Pilipiuk o ile jest sympatyczną osobą i zna tysiące zabawnych historyjek, które potrafi barwnie opowiedzieć, za pisanie moim skromnym zdaniem nie powinien był się brać. :> Nie lubię jego książek i stylu pisania. Kiedy czytałam przygody Wędrowycza, co chwila miałam wrażenie, że ja napisałabym to lepiej - ładniej, składniej, bardziej poprawnie i z sensem. Językowo niestety ta proza leży i kwiczy. Poza tym sama fabuła mnie nie bawiła. (Swoją drogą to typowe objawy dla dużej części polskich fantastów.)

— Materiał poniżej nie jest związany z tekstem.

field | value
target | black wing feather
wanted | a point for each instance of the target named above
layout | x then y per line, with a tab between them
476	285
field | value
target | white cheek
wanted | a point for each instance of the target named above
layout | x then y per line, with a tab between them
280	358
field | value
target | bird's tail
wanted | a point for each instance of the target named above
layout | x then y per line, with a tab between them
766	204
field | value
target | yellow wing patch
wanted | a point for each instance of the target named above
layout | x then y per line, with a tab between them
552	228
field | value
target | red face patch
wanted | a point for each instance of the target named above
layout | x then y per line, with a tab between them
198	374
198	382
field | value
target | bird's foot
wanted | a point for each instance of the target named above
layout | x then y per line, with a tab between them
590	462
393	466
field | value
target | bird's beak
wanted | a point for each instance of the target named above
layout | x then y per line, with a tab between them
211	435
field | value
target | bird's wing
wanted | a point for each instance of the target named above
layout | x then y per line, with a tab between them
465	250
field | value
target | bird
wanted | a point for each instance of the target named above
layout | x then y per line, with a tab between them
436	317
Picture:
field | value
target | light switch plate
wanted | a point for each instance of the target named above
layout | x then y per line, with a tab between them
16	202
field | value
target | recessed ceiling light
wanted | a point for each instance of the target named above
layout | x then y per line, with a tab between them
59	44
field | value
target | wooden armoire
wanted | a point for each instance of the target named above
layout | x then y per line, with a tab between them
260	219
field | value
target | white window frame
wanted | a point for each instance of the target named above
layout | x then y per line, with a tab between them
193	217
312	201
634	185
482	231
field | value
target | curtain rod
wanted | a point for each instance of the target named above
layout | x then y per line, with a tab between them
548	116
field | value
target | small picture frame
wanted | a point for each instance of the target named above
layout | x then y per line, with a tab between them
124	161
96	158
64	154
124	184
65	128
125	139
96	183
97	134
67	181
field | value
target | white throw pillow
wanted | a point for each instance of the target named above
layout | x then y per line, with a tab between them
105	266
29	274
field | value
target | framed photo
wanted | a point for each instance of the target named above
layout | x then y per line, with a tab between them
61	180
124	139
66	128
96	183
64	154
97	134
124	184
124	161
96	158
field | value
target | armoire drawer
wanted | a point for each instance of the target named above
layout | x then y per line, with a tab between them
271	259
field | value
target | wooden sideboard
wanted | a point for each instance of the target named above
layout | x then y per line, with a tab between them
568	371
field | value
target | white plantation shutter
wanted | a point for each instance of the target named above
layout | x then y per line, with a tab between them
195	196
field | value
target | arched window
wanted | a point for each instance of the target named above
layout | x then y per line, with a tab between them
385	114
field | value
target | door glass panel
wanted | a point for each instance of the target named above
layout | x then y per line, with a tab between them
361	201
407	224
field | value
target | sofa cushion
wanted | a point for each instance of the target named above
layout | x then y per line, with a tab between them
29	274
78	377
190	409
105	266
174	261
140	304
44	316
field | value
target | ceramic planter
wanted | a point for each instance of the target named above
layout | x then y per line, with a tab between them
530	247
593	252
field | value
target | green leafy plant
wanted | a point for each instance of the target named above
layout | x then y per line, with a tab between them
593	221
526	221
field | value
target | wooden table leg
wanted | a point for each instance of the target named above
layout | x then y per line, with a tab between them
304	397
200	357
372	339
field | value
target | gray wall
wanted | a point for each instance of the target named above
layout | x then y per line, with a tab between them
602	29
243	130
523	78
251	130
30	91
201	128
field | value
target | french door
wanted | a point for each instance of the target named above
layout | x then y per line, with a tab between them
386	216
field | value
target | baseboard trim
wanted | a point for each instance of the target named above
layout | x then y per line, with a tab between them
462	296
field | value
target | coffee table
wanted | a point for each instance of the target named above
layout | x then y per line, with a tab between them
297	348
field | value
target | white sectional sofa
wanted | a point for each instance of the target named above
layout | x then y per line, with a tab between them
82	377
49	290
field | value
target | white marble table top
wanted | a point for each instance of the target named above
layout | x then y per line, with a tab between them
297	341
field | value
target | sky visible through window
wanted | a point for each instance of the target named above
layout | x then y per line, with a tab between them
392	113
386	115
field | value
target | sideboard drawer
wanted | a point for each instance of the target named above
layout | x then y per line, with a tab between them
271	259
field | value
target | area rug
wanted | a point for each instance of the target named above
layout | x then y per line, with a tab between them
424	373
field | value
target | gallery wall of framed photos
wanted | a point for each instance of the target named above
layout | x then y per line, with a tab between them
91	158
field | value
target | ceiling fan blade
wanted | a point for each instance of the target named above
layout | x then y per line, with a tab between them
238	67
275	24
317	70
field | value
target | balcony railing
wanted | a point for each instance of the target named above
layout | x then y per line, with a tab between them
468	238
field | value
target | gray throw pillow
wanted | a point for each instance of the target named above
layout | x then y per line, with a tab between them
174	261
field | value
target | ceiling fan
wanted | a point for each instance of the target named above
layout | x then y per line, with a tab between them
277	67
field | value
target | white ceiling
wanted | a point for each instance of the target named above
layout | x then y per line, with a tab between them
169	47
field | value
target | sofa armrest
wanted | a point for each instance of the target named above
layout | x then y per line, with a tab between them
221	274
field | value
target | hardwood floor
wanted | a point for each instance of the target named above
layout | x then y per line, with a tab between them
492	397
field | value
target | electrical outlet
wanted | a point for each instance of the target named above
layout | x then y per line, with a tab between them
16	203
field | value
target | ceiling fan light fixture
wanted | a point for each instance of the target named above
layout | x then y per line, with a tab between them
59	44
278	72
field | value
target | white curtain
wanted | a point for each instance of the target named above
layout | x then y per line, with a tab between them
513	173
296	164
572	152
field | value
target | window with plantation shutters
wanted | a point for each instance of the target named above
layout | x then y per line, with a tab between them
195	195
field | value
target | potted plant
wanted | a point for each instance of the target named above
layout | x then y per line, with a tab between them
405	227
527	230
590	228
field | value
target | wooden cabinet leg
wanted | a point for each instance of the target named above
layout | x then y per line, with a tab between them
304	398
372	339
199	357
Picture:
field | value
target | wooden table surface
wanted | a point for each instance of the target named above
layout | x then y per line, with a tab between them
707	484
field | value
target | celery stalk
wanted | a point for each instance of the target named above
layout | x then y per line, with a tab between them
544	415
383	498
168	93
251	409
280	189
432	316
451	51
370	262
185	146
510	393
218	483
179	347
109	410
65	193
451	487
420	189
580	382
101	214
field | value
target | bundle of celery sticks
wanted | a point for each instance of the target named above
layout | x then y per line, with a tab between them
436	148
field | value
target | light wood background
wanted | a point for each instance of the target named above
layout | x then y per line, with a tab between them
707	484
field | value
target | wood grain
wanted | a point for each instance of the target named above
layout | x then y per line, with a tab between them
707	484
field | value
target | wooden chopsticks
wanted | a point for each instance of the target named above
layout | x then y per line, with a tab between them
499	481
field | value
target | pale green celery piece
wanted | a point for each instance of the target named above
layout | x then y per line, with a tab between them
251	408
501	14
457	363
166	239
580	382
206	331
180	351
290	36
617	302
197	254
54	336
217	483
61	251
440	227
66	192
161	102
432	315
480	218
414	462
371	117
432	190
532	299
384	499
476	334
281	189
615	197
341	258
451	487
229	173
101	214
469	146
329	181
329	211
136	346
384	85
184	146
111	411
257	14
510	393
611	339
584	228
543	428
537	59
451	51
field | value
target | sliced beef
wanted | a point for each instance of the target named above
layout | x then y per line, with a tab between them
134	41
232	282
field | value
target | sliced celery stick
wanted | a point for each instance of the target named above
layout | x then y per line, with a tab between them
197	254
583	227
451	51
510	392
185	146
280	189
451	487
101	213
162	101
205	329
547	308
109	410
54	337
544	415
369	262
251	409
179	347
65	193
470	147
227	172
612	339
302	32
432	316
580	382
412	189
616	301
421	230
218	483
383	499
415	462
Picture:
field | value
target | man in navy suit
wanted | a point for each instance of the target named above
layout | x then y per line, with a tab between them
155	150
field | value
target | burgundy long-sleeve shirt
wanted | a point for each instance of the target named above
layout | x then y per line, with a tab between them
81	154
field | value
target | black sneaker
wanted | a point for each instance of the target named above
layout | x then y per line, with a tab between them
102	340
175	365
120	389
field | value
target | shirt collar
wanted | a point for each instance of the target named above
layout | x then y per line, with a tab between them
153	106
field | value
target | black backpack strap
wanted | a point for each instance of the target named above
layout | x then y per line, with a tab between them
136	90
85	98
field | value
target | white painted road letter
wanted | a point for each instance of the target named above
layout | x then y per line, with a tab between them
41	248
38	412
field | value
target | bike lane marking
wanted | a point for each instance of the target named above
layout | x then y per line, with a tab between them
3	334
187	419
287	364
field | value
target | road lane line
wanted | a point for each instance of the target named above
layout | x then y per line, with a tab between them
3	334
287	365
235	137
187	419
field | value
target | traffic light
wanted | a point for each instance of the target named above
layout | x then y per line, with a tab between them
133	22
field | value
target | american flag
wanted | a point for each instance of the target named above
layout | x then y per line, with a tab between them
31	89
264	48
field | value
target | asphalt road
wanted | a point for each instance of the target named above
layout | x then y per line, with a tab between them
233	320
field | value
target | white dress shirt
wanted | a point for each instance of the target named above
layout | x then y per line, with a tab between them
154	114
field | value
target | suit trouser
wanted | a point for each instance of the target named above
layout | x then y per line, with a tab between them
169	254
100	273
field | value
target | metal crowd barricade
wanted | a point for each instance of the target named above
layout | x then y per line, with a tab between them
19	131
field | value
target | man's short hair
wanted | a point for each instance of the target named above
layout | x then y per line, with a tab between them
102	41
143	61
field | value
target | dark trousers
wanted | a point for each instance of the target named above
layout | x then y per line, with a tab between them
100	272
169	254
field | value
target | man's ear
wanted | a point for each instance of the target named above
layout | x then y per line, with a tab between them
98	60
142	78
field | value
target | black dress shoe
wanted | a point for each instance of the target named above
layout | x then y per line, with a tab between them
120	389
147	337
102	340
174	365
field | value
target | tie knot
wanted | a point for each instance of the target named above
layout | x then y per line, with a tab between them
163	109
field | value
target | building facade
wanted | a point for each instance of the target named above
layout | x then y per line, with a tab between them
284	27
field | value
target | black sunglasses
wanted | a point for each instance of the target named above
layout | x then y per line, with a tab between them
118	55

Oczywiście za wyjątkiem Andrzeja Sapkowskiego, który pisze po prostu DOBRE książki. Sapkowski używa pięknego języka, w mistrzowski sposób konstruuje zdania i już dla samych tych zdań chętnie bym go czytała. A on na tym nie poprzestaje, i jeszcze porywającą fabułę dodaje, i barwnych, głębokich bohaterów, i dowcipy, i garść historycznych ciekawostek. Ja jestem zakochana w jego dziełach po uszy. Naprawdę uważam go jednego z najlepszych, jeśli nie najlepszego znanego mi pisarza.
Ach, Saga o Ludziach Lodu...
![Cheesy :D](./images/smilies/cheesy.gif)
Mam całe 47 tomów i każdy przeczytała co najmniej raz. Za mądre to nie jest, ale wciąga jak cholera.
Ja za to Pottera czytam (w oryginale - dzięki temu mama kupi mi najnowsze tomy, na polskie nie dałaby ani grosza
![Tongue :P](./images/smilies/tongue.gif)
). Na czwartym tomie jestem i powiedzieć mogę jedno - Potter WYMIATA.